III. Christians Were Taught in Christ (4:21b-24)

And third, Christians were taught in Christ.

Paul wrote in verse 21b, “… and were taught in him, as the truth is in Jesus.” What is interesting about this expression is that Paul did not say that they were taught “about him” or “by him.” Instead, they were taught “in him.”

Dr. Boice writes that “it probably means that Jesus is the atmosphere within which the teaching takes place. We might say that Jesus is the school, as well as the teacher and the subject of instruction.” And John Stott writes, “When Jesus Christ is at once the subject, the object and the environment of the moral instruction being given, we may have confidence that it is truly Christian. For truth is in Jesus. The change from his title ‘Christ’ to his human name ‘Jesus’ seems to be deliberate. The historical Jesus is himself the embodiment of truth, as he claimed.”

Paul is asserting that only Jesus Christ transforms people into new creations. And he does so by being the subject, the object, and the environment of the teaching that brings about that transformation. In other words, to be a Christian is to be all about Christ, as St. Patrick so beautifully put it in the fifth century:

Christ be with me, Christ within me,

Christ behind me, Christ before me,

Christ beside me, Christ to win me,

Christ to comfort and restore me,

Christ beneath me, Christ above me,

Christ in quiet, Christ in danger,

Christ in hearts of all that love me,

Christ in mouth of friend and stranger.

The Ephesian pagans became new creations in Christ by having learned Christ, heard Christ, and being taught in Christ. So, what did this mean for the new Christian life of the Ephesians? The answer is in verses 22-24.

A. Christians Have Put Off the Old Self (4:22)

First, Christians have put off the old self.

Paul wrote in verse 22, “… to put off your old self, which belongs to your former manner of life and is corrupt through deceitful desires.” It is important to understand that the words “to put off,” as well as the words “to put on” in verse 24, are in the aorist tense. That is, these are actions that have taken place in the past. The parallel passage in Colossians 3:9–10 makes this clear, “Do not lie to one another, seeing that you have put off the old self with its practices and have put on the new self, which is being renewed in knowledge after the image of its creator.” In other words, Paul was not giving a fresh command. Instead, he was reminding the Ephesian Christians of what had happened to them at their conversion. They had put off their old self. They were now new creatures in Christ. They no longer had an old self, or an old nature. That belonged to their former manner of life and was corrupt through deceitful desires.

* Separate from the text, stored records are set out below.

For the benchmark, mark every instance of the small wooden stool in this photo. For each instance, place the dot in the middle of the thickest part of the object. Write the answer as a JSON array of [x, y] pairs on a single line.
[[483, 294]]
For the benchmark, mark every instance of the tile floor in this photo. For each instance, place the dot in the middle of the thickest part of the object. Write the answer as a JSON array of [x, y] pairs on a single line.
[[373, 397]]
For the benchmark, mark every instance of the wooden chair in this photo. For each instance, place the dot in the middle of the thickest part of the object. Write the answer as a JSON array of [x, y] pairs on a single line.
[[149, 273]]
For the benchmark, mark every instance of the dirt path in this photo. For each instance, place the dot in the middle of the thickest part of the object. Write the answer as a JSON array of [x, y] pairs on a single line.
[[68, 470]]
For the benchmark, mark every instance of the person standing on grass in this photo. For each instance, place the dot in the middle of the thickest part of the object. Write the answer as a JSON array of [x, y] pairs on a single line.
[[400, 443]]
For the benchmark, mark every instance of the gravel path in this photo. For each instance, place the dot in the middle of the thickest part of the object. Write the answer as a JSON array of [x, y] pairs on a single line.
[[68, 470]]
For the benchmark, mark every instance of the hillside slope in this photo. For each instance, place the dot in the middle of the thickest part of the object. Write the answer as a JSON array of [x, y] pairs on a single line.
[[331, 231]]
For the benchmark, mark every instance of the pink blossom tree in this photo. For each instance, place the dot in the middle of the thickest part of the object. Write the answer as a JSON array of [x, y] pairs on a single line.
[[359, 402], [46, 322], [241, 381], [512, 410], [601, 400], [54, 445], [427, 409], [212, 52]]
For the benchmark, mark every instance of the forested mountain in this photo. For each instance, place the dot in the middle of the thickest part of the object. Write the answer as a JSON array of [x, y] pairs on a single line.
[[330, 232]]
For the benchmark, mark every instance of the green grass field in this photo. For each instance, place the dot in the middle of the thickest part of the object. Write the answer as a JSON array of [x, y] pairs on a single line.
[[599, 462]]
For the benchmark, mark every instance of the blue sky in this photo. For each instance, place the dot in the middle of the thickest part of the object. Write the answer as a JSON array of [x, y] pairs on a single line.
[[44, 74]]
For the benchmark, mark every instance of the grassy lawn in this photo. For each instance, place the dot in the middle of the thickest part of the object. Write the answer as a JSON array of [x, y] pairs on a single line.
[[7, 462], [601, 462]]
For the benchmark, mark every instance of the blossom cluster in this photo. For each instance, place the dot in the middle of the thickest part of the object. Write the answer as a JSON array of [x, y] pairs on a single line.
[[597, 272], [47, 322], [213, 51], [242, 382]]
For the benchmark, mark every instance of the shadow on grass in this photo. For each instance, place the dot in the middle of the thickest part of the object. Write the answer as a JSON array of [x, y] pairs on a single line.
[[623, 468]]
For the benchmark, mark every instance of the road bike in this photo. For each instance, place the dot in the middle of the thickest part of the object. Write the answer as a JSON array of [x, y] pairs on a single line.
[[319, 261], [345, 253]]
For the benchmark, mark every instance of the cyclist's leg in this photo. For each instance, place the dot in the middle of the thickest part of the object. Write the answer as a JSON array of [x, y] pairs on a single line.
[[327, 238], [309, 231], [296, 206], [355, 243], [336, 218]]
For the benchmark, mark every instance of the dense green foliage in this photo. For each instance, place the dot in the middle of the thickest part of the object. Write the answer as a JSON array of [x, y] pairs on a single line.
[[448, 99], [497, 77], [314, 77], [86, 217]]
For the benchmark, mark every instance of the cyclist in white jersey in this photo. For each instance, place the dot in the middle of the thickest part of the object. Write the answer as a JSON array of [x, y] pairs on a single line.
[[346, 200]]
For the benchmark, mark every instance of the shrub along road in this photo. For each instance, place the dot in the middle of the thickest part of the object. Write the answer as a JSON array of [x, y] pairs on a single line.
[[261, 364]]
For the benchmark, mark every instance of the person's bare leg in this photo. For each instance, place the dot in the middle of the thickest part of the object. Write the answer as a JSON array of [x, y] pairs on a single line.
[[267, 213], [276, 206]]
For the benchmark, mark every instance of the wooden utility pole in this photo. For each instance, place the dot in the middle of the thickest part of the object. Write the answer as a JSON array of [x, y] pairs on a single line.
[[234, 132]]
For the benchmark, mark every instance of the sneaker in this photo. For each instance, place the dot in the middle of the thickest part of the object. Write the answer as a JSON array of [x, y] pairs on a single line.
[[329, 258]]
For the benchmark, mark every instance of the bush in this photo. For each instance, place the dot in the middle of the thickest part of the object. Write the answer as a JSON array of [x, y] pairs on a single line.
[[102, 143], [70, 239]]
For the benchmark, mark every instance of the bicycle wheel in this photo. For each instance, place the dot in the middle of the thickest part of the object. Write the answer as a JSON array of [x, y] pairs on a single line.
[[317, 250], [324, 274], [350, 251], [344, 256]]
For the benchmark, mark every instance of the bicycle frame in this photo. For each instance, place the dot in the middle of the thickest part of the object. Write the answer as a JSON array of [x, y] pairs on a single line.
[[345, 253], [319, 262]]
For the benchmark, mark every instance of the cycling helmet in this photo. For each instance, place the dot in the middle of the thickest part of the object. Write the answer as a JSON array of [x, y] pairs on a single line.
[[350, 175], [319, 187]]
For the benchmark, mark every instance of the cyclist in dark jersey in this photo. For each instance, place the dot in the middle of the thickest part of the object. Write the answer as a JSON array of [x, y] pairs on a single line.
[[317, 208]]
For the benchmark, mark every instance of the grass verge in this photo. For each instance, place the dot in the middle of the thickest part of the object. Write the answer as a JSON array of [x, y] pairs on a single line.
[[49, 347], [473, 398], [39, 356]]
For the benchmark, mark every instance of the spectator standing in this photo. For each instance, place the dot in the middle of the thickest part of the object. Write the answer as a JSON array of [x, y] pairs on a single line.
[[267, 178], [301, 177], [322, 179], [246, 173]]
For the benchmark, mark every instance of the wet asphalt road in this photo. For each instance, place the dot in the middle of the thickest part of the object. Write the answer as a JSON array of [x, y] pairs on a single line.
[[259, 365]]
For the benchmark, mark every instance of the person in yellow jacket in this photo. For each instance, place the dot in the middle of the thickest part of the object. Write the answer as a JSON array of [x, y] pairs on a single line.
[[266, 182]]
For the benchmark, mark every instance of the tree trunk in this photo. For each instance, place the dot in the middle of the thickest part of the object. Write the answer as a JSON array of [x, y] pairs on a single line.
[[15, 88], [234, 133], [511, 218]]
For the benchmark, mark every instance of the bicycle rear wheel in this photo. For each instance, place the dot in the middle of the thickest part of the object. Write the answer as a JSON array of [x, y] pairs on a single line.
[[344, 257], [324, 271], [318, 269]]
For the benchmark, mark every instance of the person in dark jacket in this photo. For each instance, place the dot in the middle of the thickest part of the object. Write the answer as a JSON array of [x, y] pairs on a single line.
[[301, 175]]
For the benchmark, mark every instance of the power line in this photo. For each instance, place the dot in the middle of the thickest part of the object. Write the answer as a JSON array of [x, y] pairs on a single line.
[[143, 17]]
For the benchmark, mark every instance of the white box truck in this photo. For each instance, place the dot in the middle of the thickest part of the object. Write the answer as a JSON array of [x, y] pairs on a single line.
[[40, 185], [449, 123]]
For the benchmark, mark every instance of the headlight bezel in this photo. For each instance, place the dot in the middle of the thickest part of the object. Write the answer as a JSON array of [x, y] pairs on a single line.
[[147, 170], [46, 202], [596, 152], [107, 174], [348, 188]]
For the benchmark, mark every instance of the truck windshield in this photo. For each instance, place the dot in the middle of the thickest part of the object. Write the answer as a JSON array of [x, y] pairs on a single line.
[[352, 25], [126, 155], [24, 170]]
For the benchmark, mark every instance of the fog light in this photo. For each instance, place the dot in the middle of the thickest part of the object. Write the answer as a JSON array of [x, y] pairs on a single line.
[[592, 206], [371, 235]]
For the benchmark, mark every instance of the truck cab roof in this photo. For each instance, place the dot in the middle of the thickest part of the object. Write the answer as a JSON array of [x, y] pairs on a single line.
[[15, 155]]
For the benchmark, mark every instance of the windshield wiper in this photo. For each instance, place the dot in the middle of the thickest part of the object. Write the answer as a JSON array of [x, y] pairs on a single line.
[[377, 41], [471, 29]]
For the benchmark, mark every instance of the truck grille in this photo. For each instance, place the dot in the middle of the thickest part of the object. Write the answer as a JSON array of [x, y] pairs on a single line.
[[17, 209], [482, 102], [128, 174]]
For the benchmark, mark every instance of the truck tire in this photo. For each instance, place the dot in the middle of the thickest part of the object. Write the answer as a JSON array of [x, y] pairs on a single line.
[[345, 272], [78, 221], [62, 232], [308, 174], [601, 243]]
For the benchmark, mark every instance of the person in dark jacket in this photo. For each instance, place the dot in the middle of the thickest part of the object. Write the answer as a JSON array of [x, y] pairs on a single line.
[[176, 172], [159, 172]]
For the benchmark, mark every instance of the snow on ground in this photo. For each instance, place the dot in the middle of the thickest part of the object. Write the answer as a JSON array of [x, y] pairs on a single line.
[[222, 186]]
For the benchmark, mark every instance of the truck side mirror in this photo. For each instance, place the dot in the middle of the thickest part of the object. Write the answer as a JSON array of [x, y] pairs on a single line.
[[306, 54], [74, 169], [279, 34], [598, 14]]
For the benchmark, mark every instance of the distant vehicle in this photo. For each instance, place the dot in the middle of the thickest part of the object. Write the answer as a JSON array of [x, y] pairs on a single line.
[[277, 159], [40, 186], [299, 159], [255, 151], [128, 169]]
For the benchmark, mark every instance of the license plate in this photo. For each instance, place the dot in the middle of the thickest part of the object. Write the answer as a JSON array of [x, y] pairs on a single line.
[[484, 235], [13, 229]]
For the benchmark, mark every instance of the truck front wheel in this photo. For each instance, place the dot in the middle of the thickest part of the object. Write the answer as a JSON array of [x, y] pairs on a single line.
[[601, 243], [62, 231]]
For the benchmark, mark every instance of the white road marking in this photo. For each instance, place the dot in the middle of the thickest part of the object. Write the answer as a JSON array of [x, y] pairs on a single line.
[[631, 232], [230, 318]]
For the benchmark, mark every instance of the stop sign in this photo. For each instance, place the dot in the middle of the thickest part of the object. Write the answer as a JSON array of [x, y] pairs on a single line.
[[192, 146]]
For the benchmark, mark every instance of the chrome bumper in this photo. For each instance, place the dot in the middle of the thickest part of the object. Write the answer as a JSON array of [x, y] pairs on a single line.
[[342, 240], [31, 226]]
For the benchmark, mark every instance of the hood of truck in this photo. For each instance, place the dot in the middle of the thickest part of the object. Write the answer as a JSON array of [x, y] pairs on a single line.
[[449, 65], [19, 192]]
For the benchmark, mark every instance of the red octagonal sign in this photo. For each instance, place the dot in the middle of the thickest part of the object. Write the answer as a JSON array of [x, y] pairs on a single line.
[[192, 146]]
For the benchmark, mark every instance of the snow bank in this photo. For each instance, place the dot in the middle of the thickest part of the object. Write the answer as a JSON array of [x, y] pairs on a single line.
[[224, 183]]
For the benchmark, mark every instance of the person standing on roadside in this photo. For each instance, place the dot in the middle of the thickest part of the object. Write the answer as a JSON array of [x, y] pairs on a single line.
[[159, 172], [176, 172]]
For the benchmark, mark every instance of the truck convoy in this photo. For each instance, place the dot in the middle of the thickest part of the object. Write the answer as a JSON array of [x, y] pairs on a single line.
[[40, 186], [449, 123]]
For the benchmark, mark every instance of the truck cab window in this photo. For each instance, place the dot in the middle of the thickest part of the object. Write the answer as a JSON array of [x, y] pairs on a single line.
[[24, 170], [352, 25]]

Dr. Lloyd-Jones illustrates how to put off the old self:

It concerns a certain man in his early fifties, who had lived a very evil and dissolute life. He was a drunkard, a fighter, gambler, wife-beater, adulterer; there was nothing, I imagine, short of murder, that the man had not been guilty of; and indeed, he would have been guilty of murder in many a drunken brawl if he had not been restrained by his own friends. He had a fiendish, foul temper, and he became mad under drink. Eventually he came under the sound of the gospel and was converted. Now this is where the thing sounds almost ludicrous, but this is the fact. He was a tall man, athletic, well built, a fighter. And there was one thing he was particularly proud of, namely his moustache and its length from tip to tip. (Is it not extraordinary what people are proud of?) This was his particular matter of pride. In fact, the cause of most of his fightings happened to be his moustache, because some other man would challenge him that his moustache measured more from tip to tip than his own. And so a quarrel would begin, and they would end in fighting. But he was not only proud of his moustache; he also boasted that no man could stand up to him in his prowess as a fighter. Then the unexpected happened. He came to the church, and was converted, and we looked on the event with wonder.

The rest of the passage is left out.